Las consignas usadas hasta el cansancio por los apoyadores de la continuidad son hasta pueriles, por no decir tontas. Al abanderado priísta (Peña Nieto) le predican su inmensa ventaja en el fervor popular (encuestado). A su rival (Beltrones), aun cuando demuestra mayor capacidad de gobierno, lo descartan por su desventaja en popularidad. Lo acusan de maniobras indebidas para negociar una rendición que busca algún escalón burocrático futuro. Nunca cuestionan la manera –por ser parte involucrada hasta la saciedad en la larga e intensa promoción de su imagen– de cómo el ahora ex gobernador mexiquense se hizo de tales simpatías a pesar de sus nulos méritos adicionales. A la panista (Josefina) la consienten, pero le suponen las vulnerabilidades propias y heredadas de sus jefes (Fox y Calderón) En su versión más suave y comprensiva le añaden independencia de Los Pinos. Al indiscutible predilecto de esa casona (Cordero) le aducen falta de atractivo y que lo afectará la recesión económica en puerta.

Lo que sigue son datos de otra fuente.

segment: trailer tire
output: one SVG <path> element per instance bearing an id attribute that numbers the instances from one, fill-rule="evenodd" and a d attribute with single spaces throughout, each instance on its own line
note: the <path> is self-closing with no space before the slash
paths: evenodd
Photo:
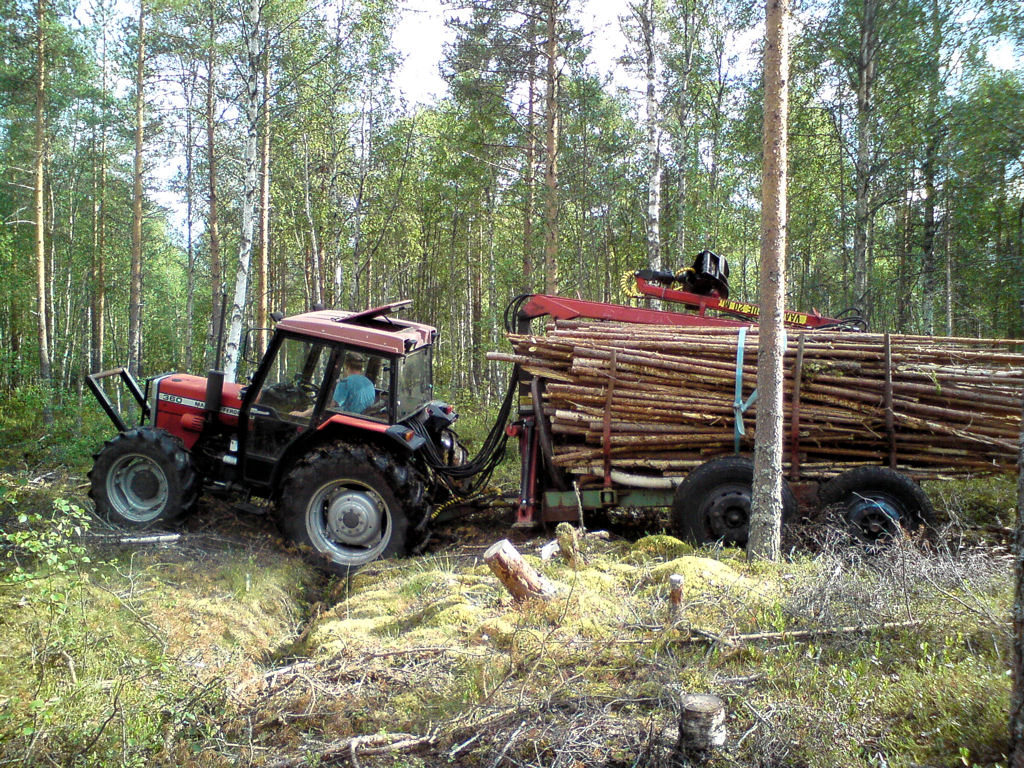
<path id="1" fill-rule="evenodd" d="M 403 555 L 427 514 L 419 474 L 395 457 L 335 442 L 299 460 L 285 478 L 278 516 L 315 564 L 346 574 Z"/>
<path id="2" fill-rule="evenodd" d="M 202 486 L 180 439 L 156 427 L 133 427 L 93 457 L 89 497 L 96 514 L 126 527 L 170 523 L 193 511 Z"/>
<path id="3" fill-rule="evenodd" d="M 932 527 L 935 510 L 910 477 L 887 467 L 857 467 L 830 479 L 818 492 L 822 507 L 840 507 L 850 532 L 869 547 L 901 529 Z"/>
<path id="4" fill-rule="evenodd" d="M 750 535 L 754 462 L 741 456 L 712 459 L 690 472 L 676 487 L 672 523 L 692 544 L 722 542 L 745 547 Z M 797 499 L 782 480 L 782 520 L 797 512 Z"/>

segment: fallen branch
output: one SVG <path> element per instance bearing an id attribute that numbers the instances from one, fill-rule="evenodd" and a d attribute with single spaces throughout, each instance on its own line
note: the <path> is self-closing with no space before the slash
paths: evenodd
<path id="1" fill-rule="evenodd" d="M 852 627 L 822 627 L 816 630 L 791 630 L 788 632 L 755 632 L 748 635 L 716 635 L 701 629 L 691 629 L 690 636 L 680 642 L 692 644 L 699 642 L 719 642 L 726 645 L 754 642 L 756 640 L 812 640 L 817 637 L 835 635 L 857 635 L 879 630 L 901 630 L 909 627 L 920 627 L 922 622 L 882 622 L 881 624 L 860 624 Z"/>
<path id="2" fill-rule="evenodd" d="M 344 741 L 338 741 L 328 746 L 323 752 L 310 755 L 308 752 L 294 757 L 281 758 L 273 763 L 264 764 L 264 768 L 293 768 L 301 765 L 321 765 L 330 760 L 347 759 L 353 765 L 358 765 L 359 755 L 369 757 L 372 755 L 387 755 L 401 752 L 412 752 L 421 746 L 434 743 L 436 736 L 429 733 L 426 736 L 417 736 L 413 733 L 374 733 L 366 736 L 352 736 Z"/>

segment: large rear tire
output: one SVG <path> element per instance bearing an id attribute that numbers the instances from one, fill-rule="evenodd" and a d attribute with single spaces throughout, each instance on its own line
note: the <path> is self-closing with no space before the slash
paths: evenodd
<path id="1" fill-rule="evenodd" d="M 332 443 L 300 460 L 285 479 L 282 530 L 319 567 L 347 573 L 407 553 L 427 507 L 416 472 L 384 452 Z"/>
<path id="2" fill-rule="evenodd" d="M 134 528 L 190 512 L 201 486 L 181 440 L 156 427 L 134 427 L 108 440 L 93 456 L 89 482 L 96 513 Z"/>
<path id="3" fill-rule="evenodd" d="M 751 529 L 754 462 L 741 456 L 712 459 L 690 472 L 676 487 L 672 523 L 692 544 L 722 542 L 745 547 Z M 797 499 L 782 480 L 782 520 L 797 512 Z"/>
<path id="4" fill-rule="evenodd" d="M 840 508 L 850 532 L 868 547 L 900 530 L 931 528 L 935 510 L 921 485 L 887 467 L 857 467 L 830 479 L 818 493 L 822 507 Z"/>

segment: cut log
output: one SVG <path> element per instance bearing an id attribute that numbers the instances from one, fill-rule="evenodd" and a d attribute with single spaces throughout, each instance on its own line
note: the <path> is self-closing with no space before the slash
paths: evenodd
<path id="1" fill-rule="evenodd" d="M 679 713 L 679 750 L 690 758 L 707 757 L 725 743 L 725 702 L 711 693 L 687 693 Z"/>
<path id="2" fill-rule="evenodd" d="M 583 553 L 580 552 L 580 531 L 567 522 L 560 522 L 555 528 L 558 538 L 558 551 L 562 559 L 577 570 L 584 564 Z"/>
<path id="3" fill-rule="evenodd" d="M 678 622 L 683 612 L 683 574 L 669 577 L 669 621 Z"/>
<path id="4" fill-rule="evenodd" d="M 732 453 L 734 329 L 558 321 L 545 333 L 509 338 L 523 370 L 548 380 L 540 404 L 554 466 L 584 478 L 665 478 Z M 757 373 L 755 347 L 744 380 Z M 806 480 L 864 464 L 916 479 L 1010 471 L 1022 350 L 1024 341 L 1007 339 L 802 333 L 786 349 L 784 461 Z M 740 450 L 753 450 L 754 437 L 749 428 Z"/>
<path id="5" fill-rule="evenodd" d="M 549 600 L 555 590 L 551 584 L 525 560 L 508 539 L 502 539 L 483 553 L 485 562 L 498 581 L 516 602 L 538 598 Z"/>

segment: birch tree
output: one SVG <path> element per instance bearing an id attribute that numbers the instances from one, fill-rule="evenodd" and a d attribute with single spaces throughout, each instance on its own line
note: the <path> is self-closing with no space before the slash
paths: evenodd
<path id="1" fill-rule="evenodd" d="M 137 374 L 142 361 L 142 152 L 145 119 L 145 1 L 138 3 L 135 48 L 135 148 L 132 157 L 131 267 L 128 289 L 128 370 Z"/>
<path id="2" fill-rule="evenodd" d="M 50 334 L 46 296 L 46 1 L 36 0 L 36 102 L 33 121 L 33 210 L 36 241 L 36 313 L 39 324 L 39 378 L 50 380 Z"/>
<path id="3" fill-rule="evenodd" d="M 660 46 L 658 34 L 658 4 L 656 0 L 641 0 L 630 6 L 637 24 L 640 63 L 645 83 L 644 128 L 647 134 L 647 215 L 644 221 L 647 233 L 647 266 L 662 268 L 662 127 L 660 99 Z"/>
<path id="4" fill-rule="evenodd" d="M 766 0 L 764 139 L 761 174 L 761 294 L 758 414 L 749 557 L 777 559 L 782 522 L 782 355 L 785 335 L 788 0 Z"/>
<path id="5" fill-rule="evenodd" d="M 260 137 L 260 41 L 263 16 L 262 0 L 249 0 L 242 24 L 242 41 L 245 53 L 242 63 L 243 120 L 245 148 L 242 181 L 242 226 L 239 237 L 239 265 L 234 274 L 234 291 L 228 311 L 227 341 L 224 344 L 224 378 L 234 381 L 242 345 L 242 326 L 245 321 L 246 298 L 249 294 L 249 267 L 253 253 L 253 236 L 256 231 L 257 198 L 259 196 L 259 137 Z"/>

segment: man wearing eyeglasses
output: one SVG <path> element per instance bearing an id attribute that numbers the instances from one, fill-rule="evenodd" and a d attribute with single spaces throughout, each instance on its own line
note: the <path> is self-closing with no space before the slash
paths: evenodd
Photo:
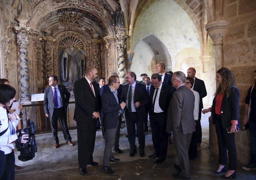
<path id="1" fill-rule="evenodd" d="M 136 75 L 134 72 L 127 73 L 125 78 L 127 84 L 123 87 L 120 101 L 126 104 L 124 109 L 128 140 L 131 149 L 129 156 L 134 156 L 137 153 L 135 144 L 136 124 L 140 144 L 140 156 L 142 157 L 145 156 L 145 135 L 143 132 L 144 119 L 146 116 L 145 106 L 149 103 L 149 97 L 145 85 L 135 82 Z"/>
<path id="2" fill-rule="evenodd" d="M 118 127 L 120 110 L 125 106 L 125 103 L 119 104 L 117 97 L 117 89 L 120 85 L 119 78 L 116 76 L 108 78 L 108 84 L 101 95 L 101 107 L 104 113 L 103 123 L 105 131 L 105 148 L 102 171 L 107 174 L 114 175 L 116 173 L 109 166 L 109 162 L 116 162 L 120 160 L 113 157 L 111 150 L 114 146 L 116 134 Z"/>

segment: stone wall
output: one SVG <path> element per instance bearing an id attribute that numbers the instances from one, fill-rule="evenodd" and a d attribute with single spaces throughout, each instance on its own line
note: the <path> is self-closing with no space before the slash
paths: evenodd
<path id="1" fill-rule="evenodd" d="M 228 21 L 224 37 L 224 66 L 233 71 L 240 91 L 240 122 L 244 116 L 245 97 L 253 84 L 256 69 L 256 1 L 230 0 L 225 4 Z M 238 159 L 246 163 L 250 159 L 250 143 L 248 130 L 236 133 Z"/>

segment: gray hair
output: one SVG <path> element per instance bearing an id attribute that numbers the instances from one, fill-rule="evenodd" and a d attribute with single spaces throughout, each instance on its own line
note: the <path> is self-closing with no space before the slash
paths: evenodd
<path id="1" fill-rule="evenodd" d="M 176 79 L 179 80 L 181 83 L 185 83 L 186 82 L 186 75 L 181 71 L 176 71 L 173 73 L 176 75 Z"/>

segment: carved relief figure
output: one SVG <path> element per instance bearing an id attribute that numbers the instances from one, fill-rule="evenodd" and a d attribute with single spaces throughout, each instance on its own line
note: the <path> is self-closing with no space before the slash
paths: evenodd
<path id="1" fill-rule="evenodd" d="M 60 75 L 62 84 L 73 86 L 83 77 L 85 68 L 85 56 L 73 47 L 69 46 L 63 51 L 60 60 Z"/>

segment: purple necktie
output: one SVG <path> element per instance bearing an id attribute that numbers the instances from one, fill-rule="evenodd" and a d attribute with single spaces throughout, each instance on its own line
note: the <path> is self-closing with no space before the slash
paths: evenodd
<path id="1" fill-rule="evenodd" d="M 56 90 L 56 88 L 54 88 L 54 105 L 55 107 L 57 108 L 59 106 L 58 104 L 58 99 L 57 98 L 57 91 Z"/>

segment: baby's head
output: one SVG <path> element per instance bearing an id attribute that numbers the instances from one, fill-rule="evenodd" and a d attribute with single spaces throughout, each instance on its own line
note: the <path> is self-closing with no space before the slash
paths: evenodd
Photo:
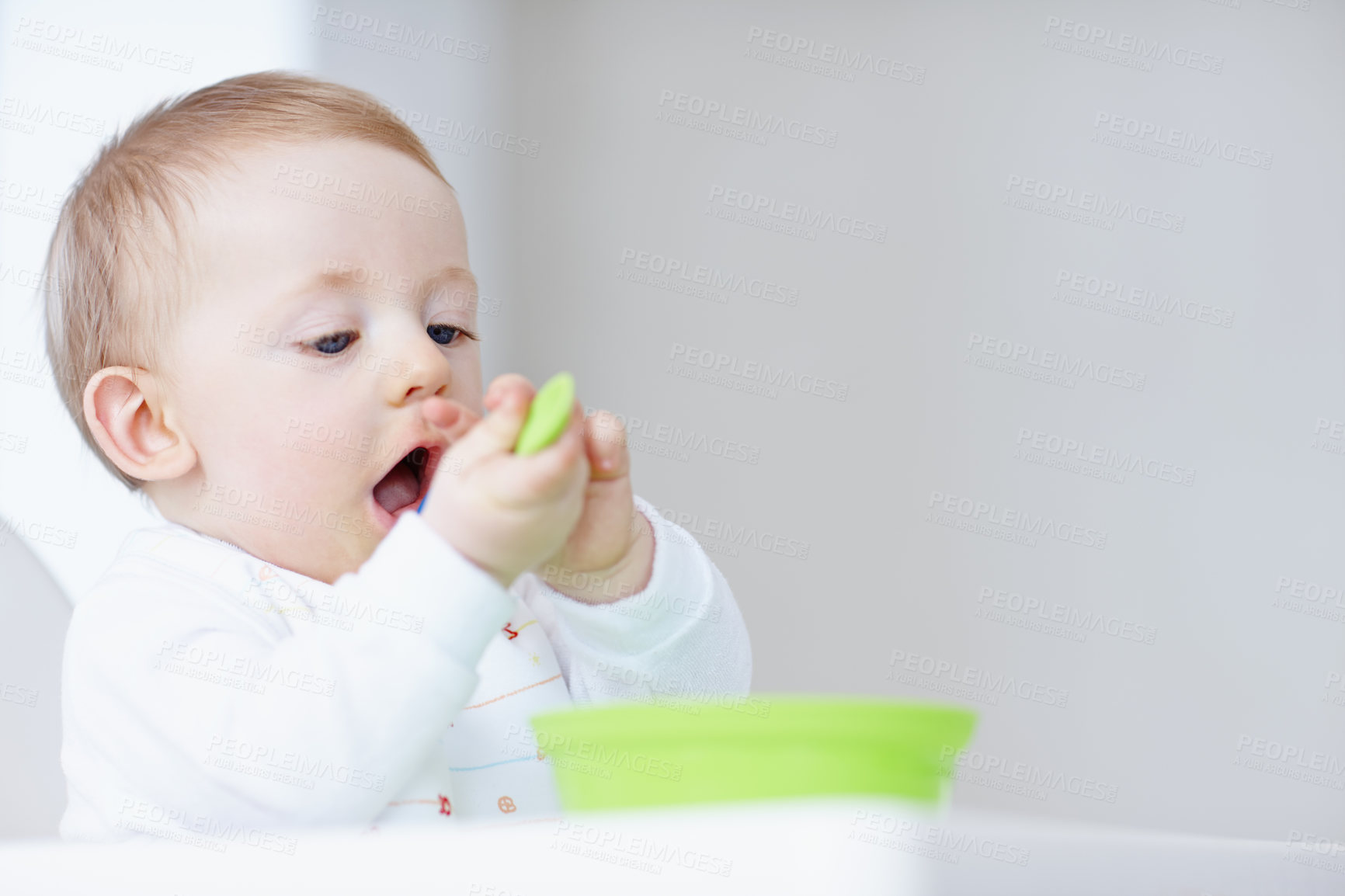
<path id="1" fill-rule="evenodd" d="M 358 90 L 268 71 L 159 104 L 82 175 L 46 274 L 56 385 L 104 465 L 320 581 L 373 553 L 385 505 L 414 513 L 433 471 L 399 461 L 445 445 L 424 400 L 482 413 L 453 190 Z"/>

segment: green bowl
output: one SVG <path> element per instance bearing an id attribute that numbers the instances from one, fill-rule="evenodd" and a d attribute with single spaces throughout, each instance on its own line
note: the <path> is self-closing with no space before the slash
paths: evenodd
<path id="1" fill-rule="evenodd" d="M 824 794 L 943 799 L 976 716 L 866 697 L 757 694 L 533 717 L 566 811 Z"/>

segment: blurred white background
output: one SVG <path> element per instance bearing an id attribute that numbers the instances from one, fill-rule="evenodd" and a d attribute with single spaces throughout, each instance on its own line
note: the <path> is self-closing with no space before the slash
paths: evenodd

Las baterías más pesadas e intensas se dirigen, sin embargo, hacia los prospectos de la izquierda. Ahí encuentran algo de confort al insistir en la inocencia del perredista cómodo, modernizante y moderado (Marcelo). Los ataques sin cuartel se enderezan sobre el rijoso y repetitivo que tanto les preocupa (AMLO) porque será, según tal versión interesada, incapaz de cumplir su compromiso de apegarse a una encuesta de preferencias. Otros críticos, más enjundiosos aun en su militancia tras el oficialismo y empujados también por propios rencores inocultables, lo declaran derrotado de antemano: tiene muchos puntos negativos, afirman para sostener su alegato. Lo cierto es que en esta disputa por el poder se opondrán dos proyectos: uno de cambio real, y otro, el del oficialismo, que va en pos de la continuidad. Y este enfrentamiento tendrá sólo dos actores. Sólo uno de ellos da sólidas garantías de transformar las actuales condiciones del país. Y, en el otro lado del espectro, el de la continuidad. Cualquiera de los nominados pondrá sus mejores esfuerzos por garantizarla, aun a costa del bienestar del pueblo.